Fine tuning PHI 2 with Azure Machine learning and upload to hugging face — Cricket IPL Dataset
4 min readApr 6, 2024
Introduction
- Let’s use Azure machine learning to fine tune the phi 2 model and upload to hugging face.
- Using open source dataset for public documentation
- Using PHI 2 model
- Then uploading to a my new repo
- Creating my own Cricket dataset from IPL data
Requirements
- Azure Account
- Azure Machine Learning Service
- Compute instance with GPU compute
- using Standard_NC48ads_A100_v4 (48 cores, 440 GB RAM, 128 GB disk)
- Model size is 6GB
- So we need enough memory to load the model and train
- Need hugging face token with write access.
- We can use read access key to download the model from hugging face
- TO upload to hugging face we need write access token
Steps
- First lets create the compute instance
- Use GPU SKU for model finetuning
- log into terminal and create conda environment
conda create -n finetune python=3.10 anaconda
ipython kernel install --user --name finetune --display-name "finetune"

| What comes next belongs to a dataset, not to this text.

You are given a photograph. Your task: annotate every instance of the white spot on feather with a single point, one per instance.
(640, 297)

- Now create a new notebook and select the kernel finetune
- Install necessary libraries
%pip install transformers
%pip install trl
%pip install datasets
%pip install protobuf
%pip install evaluate
%pip install peft
%pip install bitsandbytes
%pip install accelerate
%pip install sentencepiece
- Now code to fine tune
import os
import torch
from datasets import load_dataset
from transformers import (
AutoModelForCausalLM,
AutoTokenizer,
BitsAndBytesConfig,
TrainingArguments,
pipeline,
logging,
)
from peft import LoraConfig
from trl import SFTTrainer
- Setup the model information like name for input and output model
# Model from Hugging Face hub
base_model = "microsoft/phi-2"
# Fine-tuned model
new_model = "phi2cricketipl"
- Convert the JSONL to LLaMa 2 format.
- Will help fine tune both with phi 2 and LLama2.
- Load dataset.
from datasets import load_dataset
dataset = load_dataset('csv', data_files='llama2_crick_dataset.csv', split="train")
- now login into hugging face
from huggingface_hub import notebook_login
notebook_login()
- Use the write token to read and upload the model
- Setup bits and bytes config
compute_dtype = getattr(torch, "float16")
quant_config = BitsAndBytesConfig(
load_in_4bit=True,
bnb_4bit_quant_type="nf4",
bnb_4bit_compute_dtype=compute_dtype,
bnb_4bit_use_double_quant=False,
)
- Setup the base model
model = AutoModelForCausalLM.from_pretrained(
base_model,
quantization_config=quant_config,
device_map={"": 0}
)
model.config.use_cache = False
model.config.pretraining_tp = 1
- get the tokenizer
tokenizer = AutoTokenizer.from_pretrained(base_model, trust_remote_code=True)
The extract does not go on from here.